Inverted Index (default)
const index = new Searchable({ index: "inverted" });- Pros: faster exact searches (direct hash lookup), simpler to debug, lower memory overhead for most use cases.
- Cons: prefix and fuzzy iterate all indexed words.
- Use when: you have < 100k unique words, or fuzzy search is rare.
Trie Index
const index = new Searchable({ index: "trie" });- Pros: O(k) prefix descent (k = prefix length); fuzzy search walks the trie with a rolling Levenshtein row and prunes whole subtrees — substantially faster than a linear scan once you have a real vocabulary.
- Cons: higher memory footprint (node objects + pointers); exact search slightly slower (traversal vs. hash map).

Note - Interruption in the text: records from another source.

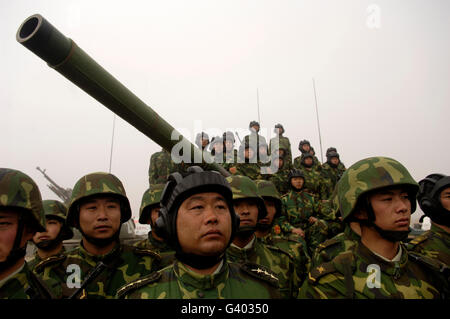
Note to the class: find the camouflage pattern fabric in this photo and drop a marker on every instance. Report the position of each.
(26, 285)
(349, 275)
(326, 251)
(125, 264)
(179, 282)
(19, 190)
(298, 251)
(434, 243)
(166, 253)
(367, 175)
(161, 166)
(273, 258)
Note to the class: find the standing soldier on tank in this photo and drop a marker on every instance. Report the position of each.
(198, 220)
(50, 242)
(100, 264)
(434, 200)
(330, 174)
(21, 216)
(313, 180)
(269, 232)
(250, 207)
(161, 166)
(148, 214)
(281, 142)
(380, 194)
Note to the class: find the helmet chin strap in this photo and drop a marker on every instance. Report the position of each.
(16, 252)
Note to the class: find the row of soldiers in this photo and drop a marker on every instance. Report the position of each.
(217, 237)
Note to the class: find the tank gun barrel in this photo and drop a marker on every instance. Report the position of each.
(63, 55)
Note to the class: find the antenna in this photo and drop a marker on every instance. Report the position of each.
(112, 143)
(318, 123)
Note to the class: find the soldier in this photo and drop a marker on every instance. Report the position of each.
(302, 212)
(378, 193)
(254, 139)
(231, 156)
(245, 248)
(198, 221)
(248, 165)
(148, 214)
(281, 143)
(161, 166)
(21, 216)
(313, 180)
(100, 264)
(434, 200)
(50, 242)
(269, 232)
(330, 173)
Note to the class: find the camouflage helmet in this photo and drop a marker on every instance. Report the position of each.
(97, 184)
(267, 189)
(243, 187)
(150, 199)
(372, 174)
(56, 209)
(18, 190)
(279, 126)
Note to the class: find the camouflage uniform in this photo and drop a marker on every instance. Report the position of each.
(161, 166)
(359, 272)
(19, 191)
(123, 263)
(435, 243)
(177, 281)
(271, 257)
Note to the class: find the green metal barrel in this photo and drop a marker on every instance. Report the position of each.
(63, 55)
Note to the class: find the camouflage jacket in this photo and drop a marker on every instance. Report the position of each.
(435, 243)
(167, 253)
(124, 264)
(251, 170)
(27, 285)
(298, 207)
(359, 273)
(326, 251)
(273, 258)
(161, 166)
(298, 250)
(232, 281)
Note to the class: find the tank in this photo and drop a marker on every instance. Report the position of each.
(63, 55)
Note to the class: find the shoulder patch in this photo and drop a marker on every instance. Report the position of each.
(261, 272)
(49, 261)
(317, 272)
(151, 278)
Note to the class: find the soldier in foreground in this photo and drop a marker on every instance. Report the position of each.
(246, 248)
(21, 216)
(100, 264)
(50, 242)
(199, 222)
(380, 194)
(434, 200)
(148, 214)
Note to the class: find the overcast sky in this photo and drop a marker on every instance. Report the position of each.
(381, 69)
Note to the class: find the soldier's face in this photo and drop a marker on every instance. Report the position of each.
(9, 220)
(297, 182)
(204, 224)
(445, 198)
(392, 209)
(271, 211)
(247, 209)
(100, 217)
(52, 227)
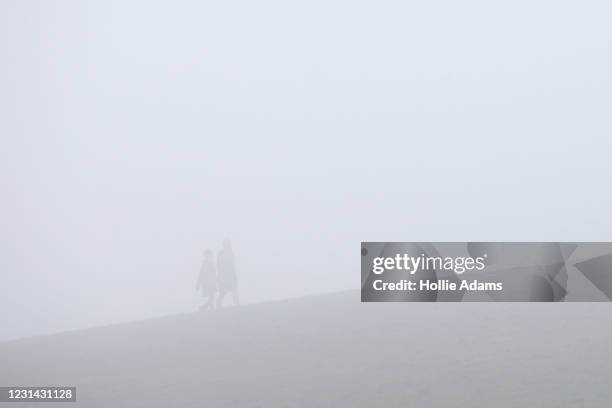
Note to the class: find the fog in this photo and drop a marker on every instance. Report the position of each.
(135, 135)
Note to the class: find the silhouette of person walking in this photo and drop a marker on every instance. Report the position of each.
(227, 273)
(207, 280)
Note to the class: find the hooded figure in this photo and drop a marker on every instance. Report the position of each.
(227, 273)
(207, 280)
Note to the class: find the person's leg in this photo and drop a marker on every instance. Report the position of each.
(220, 298)
(210, 304)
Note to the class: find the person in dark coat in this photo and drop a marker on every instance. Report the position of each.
(207, 280)
(228, 282)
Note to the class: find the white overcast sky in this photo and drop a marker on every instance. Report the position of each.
(134, 135)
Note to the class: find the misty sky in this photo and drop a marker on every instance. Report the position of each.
(134, 135)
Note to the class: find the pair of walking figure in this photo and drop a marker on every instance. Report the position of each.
(217, 280)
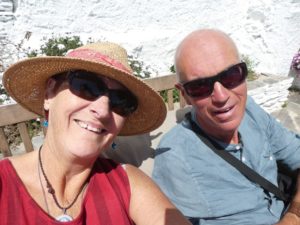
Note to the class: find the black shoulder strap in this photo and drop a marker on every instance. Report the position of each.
(243, 168)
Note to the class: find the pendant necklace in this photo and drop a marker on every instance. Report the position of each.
(64, 217)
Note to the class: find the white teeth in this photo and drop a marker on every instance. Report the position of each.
(87, 127)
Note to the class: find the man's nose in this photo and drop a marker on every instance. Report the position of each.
(220, 93)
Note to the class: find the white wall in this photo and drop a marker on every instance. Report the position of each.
(266, 30)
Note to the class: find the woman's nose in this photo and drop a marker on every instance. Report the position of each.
(101, 107)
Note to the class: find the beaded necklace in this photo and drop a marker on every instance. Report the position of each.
(64, 217)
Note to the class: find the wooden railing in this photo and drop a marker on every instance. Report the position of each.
(16, 114)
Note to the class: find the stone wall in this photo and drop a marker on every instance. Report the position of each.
(266, 30)
(271, 93)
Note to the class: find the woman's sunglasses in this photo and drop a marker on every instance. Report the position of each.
(229, 78)
(90, 86)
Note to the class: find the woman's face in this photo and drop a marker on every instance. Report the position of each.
(81, 127)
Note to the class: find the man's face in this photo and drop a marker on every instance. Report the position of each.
(221, 112)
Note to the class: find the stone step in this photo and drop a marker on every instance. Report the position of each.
(289, 116)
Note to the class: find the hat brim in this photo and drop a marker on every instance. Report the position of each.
(25, 82)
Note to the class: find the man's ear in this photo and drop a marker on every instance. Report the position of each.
(50, 93)
(182, 92)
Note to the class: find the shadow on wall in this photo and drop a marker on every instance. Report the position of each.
(139, 148)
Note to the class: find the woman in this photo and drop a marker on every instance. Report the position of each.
(88, 97)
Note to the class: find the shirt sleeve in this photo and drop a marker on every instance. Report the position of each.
(171, 172)
(284, 144)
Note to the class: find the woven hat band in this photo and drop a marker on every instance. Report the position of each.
(90, 54)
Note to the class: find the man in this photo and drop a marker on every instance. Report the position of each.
(206, 188)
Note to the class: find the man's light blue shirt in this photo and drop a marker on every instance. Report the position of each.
(203, 185)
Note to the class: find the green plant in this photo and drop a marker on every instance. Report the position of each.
(57, 46)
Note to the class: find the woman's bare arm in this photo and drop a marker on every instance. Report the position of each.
(148, 205)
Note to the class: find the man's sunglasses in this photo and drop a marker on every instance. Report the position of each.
(229, 78)
(90, 86)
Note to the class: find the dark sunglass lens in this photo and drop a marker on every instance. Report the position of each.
(86, 85)
(234, 76)
(198, 88)
(122, 102)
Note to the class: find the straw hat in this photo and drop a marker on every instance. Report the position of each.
(25, 82)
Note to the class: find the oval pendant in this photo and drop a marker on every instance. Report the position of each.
(64, 218)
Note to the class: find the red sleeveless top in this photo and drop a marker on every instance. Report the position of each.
(106, 201)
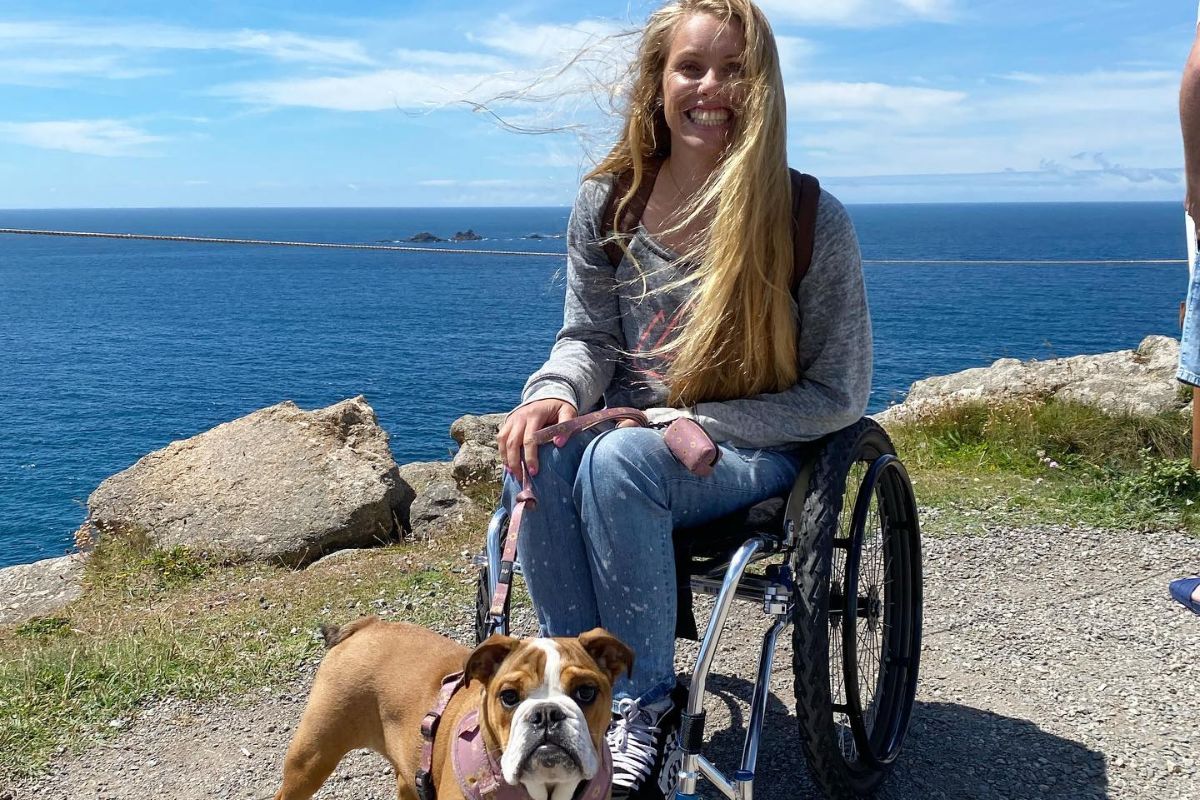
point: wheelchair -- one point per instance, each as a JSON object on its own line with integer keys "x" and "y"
{"x": 839, "y": 560}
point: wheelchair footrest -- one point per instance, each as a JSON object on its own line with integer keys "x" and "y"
{"x": 774, "y": 596}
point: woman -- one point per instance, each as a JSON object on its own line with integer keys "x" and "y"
{"x": 696, "y": 320}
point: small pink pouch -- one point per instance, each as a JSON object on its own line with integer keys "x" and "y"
{"x": 691, "y": 445}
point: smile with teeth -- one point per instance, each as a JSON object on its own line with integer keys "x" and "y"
{"x": 709, "y": 116}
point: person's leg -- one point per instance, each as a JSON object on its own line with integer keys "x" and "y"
{"x": 553, "y": 557}
{"x": 1187, "y": 593}
{"x": 631, "y": 492}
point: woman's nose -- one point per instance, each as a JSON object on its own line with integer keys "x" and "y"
{"x": 709, "y": 83}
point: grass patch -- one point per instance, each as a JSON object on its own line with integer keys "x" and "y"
{"x": 1050, "y": 462}
{"x": 173, "y": 623}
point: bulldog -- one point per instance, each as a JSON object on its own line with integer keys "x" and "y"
{"x": 539, "y": 707}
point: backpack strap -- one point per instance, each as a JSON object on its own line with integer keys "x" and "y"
{"x": 634, "y": 209}
{"x": 805, "y": 197}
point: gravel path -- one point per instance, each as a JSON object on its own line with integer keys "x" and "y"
{"x": 1055, "y": 666}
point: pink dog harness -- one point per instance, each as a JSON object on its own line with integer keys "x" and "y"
{"x": 475, "y": 768}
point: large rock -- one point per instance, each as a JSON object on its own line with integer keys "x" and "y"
{"x": 1128, "y": 382}
{"x": 280, "y": 485}
{"x": 478, "y": 428}
{"x": 478, "y": 461}
{"x": 40, "y": 588}
{"x": 441, "y": 505}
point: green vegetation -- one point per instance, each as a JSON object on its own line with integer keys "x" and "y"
{"x": 1049, "y": 462}
{"x": 171, "y": 623}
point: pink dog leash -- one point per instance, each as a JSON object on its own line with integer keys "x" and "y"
{"x": 559, "y": 434}
{"x": 688, "y": 441}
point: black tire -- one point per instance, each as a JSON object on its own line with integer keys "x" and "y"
{"x": 853, "y": 709}
{"x": 484, "y": 603}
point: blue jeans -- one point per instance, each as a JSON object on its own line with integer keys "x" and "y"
{"x": 597, "y": 548}
{"x": 1189, "y": 343}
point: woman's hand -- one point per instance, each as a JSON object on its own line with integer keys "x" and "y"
{"x": 517, "y": 432}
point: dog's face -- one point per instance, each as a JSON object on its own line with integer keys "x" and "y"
{"x": 547, "y": 703}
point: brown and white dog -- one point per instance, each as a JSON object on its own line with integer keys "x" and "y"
{"x": 543, "y": 705}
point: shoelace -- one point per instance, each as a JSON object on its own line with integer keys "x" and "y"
{"x": 631, "y": 739}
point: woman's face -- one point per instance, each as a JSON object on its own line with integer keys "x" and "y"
{"x": 700, "y": 96}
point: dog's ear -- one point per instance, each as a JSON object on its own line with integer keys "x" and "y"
{"x": 611, "y": 654}
{"x": 481, "y": 663}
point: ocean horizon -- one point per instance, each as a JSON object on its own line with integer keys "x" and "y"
{"x": 109, "y": 349}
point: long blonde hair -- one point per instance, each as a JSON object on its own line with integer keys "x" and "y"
{"x": 739, "y": 335}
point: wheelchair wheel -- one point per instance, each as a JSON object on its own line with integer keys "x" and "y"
{"x": 484, "y": 602}
{"x": 857, "y": 626}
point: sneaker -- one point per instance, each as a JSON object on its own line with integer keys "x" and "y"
{"x": 636, "y": 739}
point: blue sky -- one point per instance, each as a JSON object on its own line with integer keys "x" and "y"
{"x": 271, "y": 103}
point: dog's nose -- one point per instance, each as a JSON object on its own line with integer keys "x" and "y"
{"x": 546, "y": 716}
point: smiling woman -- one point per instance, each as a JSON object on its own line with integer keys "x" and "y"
{"x": 691, "y": 311}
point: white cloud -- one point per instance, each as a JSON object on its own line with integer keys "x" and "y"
{"x": 857, "y": 13}
{"x": 90, "y": 137}
{"x": 36, "y": 71}
{"x": 373, "y": 91}
{"x": 551, "y": 42}
{"x": 870, "y": 102}
{"x": 444, "y": 59}
{"x": 282, "y": 46}
{"x": 1101, "y": 128}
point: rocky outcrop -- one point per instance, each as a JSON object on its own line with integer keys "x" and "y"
{"x": 1128, "y": 382}
{"x": 478, "y": 459}
{"x": 280, "y": 485}
{"x": 439, "y": 505}
{"x": 40, "y": 588}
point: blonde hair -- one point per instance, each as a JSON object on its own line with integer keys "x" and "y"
{"x": 739, "y": 335}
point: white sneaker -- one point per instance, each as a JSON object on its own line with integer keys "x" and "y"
{"x": 636, "y": 737}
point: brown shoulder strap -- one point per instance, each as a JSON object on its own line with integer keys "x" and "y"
{"x": 805, "y": 197}
{"x": 634, "y": 210}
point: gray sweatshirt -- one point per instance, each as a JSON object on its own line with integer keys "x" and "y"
{"x": 609, "y": 323}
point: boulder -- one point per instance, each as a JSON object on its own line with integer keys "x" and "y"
{"x": 40, "y": 588}
{"x": 439, "y": 504}
{"x": 478, "y": 461}
{"x": 1128, "y": 382}
{"x": 280, "y": 485}
{"x": 478, "y": 428}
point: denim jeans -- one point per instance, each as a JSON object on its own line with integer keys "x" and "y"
{"x": 597, "y": 547}
{"x": 1189, "y": 343}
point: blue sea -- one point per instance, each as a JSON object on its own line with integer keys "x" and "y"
{"x": 112, "y": 349}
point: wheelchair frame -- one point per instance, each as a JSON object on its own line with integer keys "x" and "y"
{"x": 819, "y": 587}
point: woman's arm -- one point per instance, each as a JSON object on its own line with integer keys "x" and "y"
{"x": 581, "y": 364}
{"x": 834, "y": 353}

- Use when: prefix or fuzzy is your primary path; or you have a large vocabulary.
Recommendation
For typical mixed workloads since v2.5.0, trie is usually the better pick. Inverted remains a sensible default for small indexes and is simpler to reason about. Either way, run the bench script against your own data if you care about the last few percent.
Breaking changes
Full list of behavior shifts per version lives in BC.md.